Rhonda McNatt
Q: Please introduce yourself, what’s your title, and what you do at OCCC?
A: My name is Rhonda McNatt, and I am the adult education and literacy instructor at OCCC. My primary function is to help adults achieve their high school equivalency.
Q: Tell us about the Adult Education and Literacy curriculum and programs at OCCC?
A: Well, our high school equivalency program is taught based on the HiSET test. So, the students are required to study five different subjects and five different subsets in order, to pass all of them which would equal their high school equivalency. They study reading, writing, social studies, math, and science. And I provide curriculum for each of those subjects and teach them individually to the students. I’m constantly jumping around from subject to subject and different points in those curriculum-built programs, depending on what the student’s needs are at the time. We also have a wide range of resources, in order to help teach the students. My philosophy is there’s not just one way to learn, and there’s definitely not one way to teach. So, I find out the way student learns the best, and then that’s the material that I go with.
Q: How has the Adult Education and Literacy program faired during the COVID pandemic?
A: The COVID pandemic certainly gave us challenges, but we were able to overcome and continue working remotely and virtually, in order to help them to continue studying for their tests in order to achieve their high school equivalency. It was very challenging for us to continue the curriculum for a group of students when it’s very hard to get two or three together at the same time. Because each student is studying different subjects at any given time, and there at different levels. So, group study was very difficult, but we were able to overcome it through zoom sessions, and I was also a to do individual’s tutoring through zoom as well. The testing centers once they started opening, they could go ahead and set up their tests. The numbers they allowed in this testing center, was of course limited, but we were still able to get those testing dates and it really did not impede us from being able to have completers of the program, it just slowed us down a little bit.
Q: Describe what success in the Adult Education and Literacy program looks like?
A: Success in the Adult Ed. and Literacy program is ultimately earning a high school equivalency or your diploma. So, our program is geared towards preparing students to take the HiSET test. So, the HiSET test it’s a brand name of the test, it’s one of the three tests that the state of Oklahoma will recognize as being approved for achieving your high school equivalency. So, a lot of students like to say they’ve achieved their diploma. And yes, they do get a diploma but, it is the equivalent of a high school diploma. [Inaudible noise,] it’s the same thing. Once a student has passed all five sections, the HiSET test, then they have completed the high school equivalency program. And our school, OCCC offers a graduation as well. So, they get caps and gowns, and they get to walk the stage and have the graduation that they didn’t get in high school.
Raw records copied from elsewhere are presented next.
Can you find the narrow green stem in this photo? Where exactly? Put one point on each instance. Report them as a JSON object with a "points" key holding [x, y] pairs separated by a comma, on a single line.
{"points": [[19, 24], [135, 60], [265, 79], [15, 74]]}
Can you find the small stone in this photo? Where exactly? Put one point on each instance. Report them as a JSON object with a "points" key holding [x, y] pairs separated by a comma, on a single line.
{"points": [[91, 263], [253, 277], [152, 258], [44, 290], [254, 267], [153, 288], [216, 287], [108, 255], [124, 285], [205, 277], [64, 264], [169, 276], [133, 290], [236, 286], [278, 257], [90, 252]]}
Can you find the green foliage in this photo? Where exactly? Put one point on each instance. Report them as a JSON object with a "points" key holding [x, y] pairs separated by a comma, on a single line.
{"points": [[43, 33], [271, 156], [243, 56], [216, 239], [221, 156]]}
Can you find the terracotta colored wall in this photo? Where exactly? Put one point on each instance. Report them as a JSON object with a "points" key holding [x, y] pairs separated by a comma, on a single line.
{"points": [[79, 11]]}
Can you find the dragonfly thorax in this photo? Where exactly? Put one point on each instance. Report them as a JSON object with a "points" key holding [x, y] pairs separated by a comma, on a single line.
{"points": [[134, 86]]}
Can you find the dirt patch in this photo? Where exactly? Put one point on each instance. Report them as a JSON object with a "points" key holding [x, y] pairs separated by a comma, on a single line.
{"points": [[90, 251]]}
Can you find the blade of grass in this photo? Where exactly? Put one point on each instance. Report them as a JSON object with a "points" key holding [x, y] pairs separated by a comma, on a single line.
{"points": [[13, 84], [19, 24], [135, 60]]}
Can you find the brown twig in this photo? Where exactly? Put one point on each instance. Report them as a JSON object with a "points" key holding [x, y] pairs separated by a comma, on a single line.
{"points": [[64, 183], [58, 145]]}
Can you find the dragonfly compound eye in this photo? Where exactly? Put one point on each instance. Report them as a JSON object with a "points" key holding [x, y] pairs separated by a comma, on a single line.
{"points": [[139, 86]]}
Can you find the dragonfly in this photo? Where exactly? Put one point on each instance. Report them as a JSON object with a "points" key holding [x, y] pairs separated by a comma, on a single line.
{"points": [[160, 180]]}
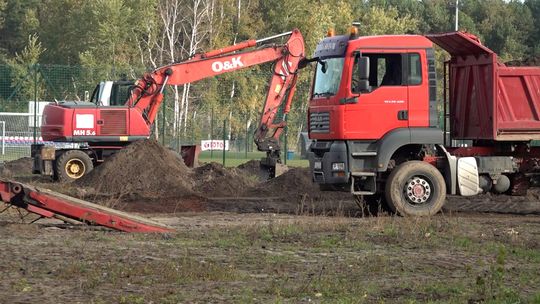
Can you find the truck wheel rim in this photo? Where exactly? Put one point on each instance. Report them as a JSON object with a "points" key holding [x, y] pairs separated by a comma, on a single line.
{"points": [[75, 168], [417, 190]]}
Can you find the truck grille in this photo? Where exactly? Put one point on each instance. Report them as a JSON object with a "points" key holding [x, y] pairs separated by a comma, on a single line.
{"points": [[114, 122], [319, 122]]}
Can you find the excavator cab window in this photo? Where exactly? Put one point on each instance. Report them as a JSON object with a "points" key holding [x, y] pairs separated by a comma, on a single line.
{"points": [[109, 93]]}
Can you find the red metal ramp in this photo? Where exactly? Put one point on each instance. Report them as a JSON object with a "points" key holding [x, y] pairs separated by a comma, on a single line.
{"points": [[50, 204]]}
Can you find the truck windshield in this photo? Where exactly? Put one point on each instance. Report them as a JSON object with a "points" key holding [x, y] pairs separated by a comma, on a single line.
{"points": [[328, 77]]}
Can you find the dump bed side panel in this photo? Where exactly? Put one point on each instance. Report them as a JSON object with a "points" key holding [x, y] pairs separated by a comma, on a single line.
{"points": [[518, 104], [489, 101], [471, 97]]}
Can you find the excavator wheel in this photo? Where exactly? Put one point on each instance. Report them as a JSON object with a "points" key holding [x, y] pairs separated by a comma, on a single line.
{"points": [[72, 165]]}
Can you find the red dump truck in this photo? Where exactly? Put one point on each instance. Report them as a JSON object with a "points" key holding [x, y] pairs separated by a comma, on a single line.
{"points": [[374, 120]]}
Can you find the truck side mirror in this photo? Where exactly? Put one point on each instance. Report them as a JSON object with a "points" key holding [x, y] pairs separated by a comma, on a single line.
{"points": [[363, 74]]}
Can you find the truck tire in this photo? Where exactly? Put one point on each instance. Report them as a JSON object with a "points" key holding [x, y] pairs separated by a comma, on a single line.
{"points": [[415, 188], [72, 165]]}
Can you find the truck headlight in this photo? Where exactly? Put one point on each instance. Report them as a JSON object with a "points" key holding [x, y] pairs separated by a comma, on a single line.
{"points": [[338, 166]]}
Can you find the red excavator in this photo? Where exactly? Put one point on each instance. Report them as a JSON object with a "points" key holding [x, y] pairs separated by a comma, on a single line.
{"points": [[86, 133]]}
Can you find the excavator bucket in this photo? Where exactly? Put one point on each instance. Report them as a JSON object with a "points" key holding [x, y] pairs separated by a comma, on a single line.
{"points": [[190, 154], [270, 168]]}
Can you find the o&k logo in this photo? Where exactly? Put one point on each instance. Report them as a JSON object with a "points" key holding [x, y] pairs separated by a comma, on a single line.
{"points": [[219, 66]]}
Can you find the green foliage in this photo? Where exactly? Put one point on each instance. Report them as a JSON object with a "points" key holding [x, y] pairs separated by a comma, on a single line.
{"points": [[25, 77], [381, 21], [113, 39]]}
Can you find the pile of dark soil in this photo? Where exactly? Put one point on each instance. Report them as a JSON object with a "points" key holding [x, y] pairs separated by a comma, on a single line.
{"points": [[144, 169], [18, 167], [213, 180], [532, 61]]}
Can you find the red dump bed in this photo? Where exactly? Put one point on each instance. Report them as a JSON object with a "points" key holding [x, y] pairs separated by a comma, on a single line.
{"points": [[488, 100]]}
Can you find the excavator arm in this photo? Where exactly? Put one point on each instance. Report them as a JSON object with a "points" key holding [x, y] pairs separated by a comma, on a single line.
{"points": [[147, 94]]}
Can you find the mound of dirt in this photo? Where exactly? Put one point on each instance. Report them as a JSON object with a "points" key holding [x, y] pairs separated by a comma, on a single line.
{"points": [[532, 61], [213, 180], [144, 169], [18, 167]]}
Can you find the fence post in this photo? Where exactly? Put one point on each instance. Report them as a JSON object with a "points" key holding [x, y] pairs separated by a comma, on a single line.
{"points": [[247, 135], [35, 66], [224, 138], [212, 133], [163, 122], [286, 129]]}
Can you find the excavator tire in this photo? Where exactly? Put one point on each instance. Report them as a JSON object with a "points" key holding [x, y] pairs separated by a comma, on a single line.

So really, they don’t miss out on anything.
Q: What else can you share about Adult Education and Literacy, that we haven’t discussed?
A: Another topic that I would like to clear up. It’s a little bit of a misnomer a lot of people will ask, “Do you have your GED?” Or on job applications, it’ll ask if you have a high school diploma or GED. And I’d like to just clear the air a little bit, that GED, is the brand name of a test. It is not necessarily a separate program. It is the brand name of the test, just like HiSET and TASK. So, we prepare our students to take the HiSET test. The state of Oklahoma recognizes three different tests, that will allow you to achieve your high school equivalency. So, GED is one test set, HiSET is a second test, TASK is the third test. So really, it’s inaccurate, on job applications or any type of application when they ask if you have a GED, because it does not mean general education diploma. A lot of people used to think that and, and that’s really not what it means. That’s the brand name of the test. So, it really should read, or people should say or ask, “Do you have your high school diploma or high school equivalency.”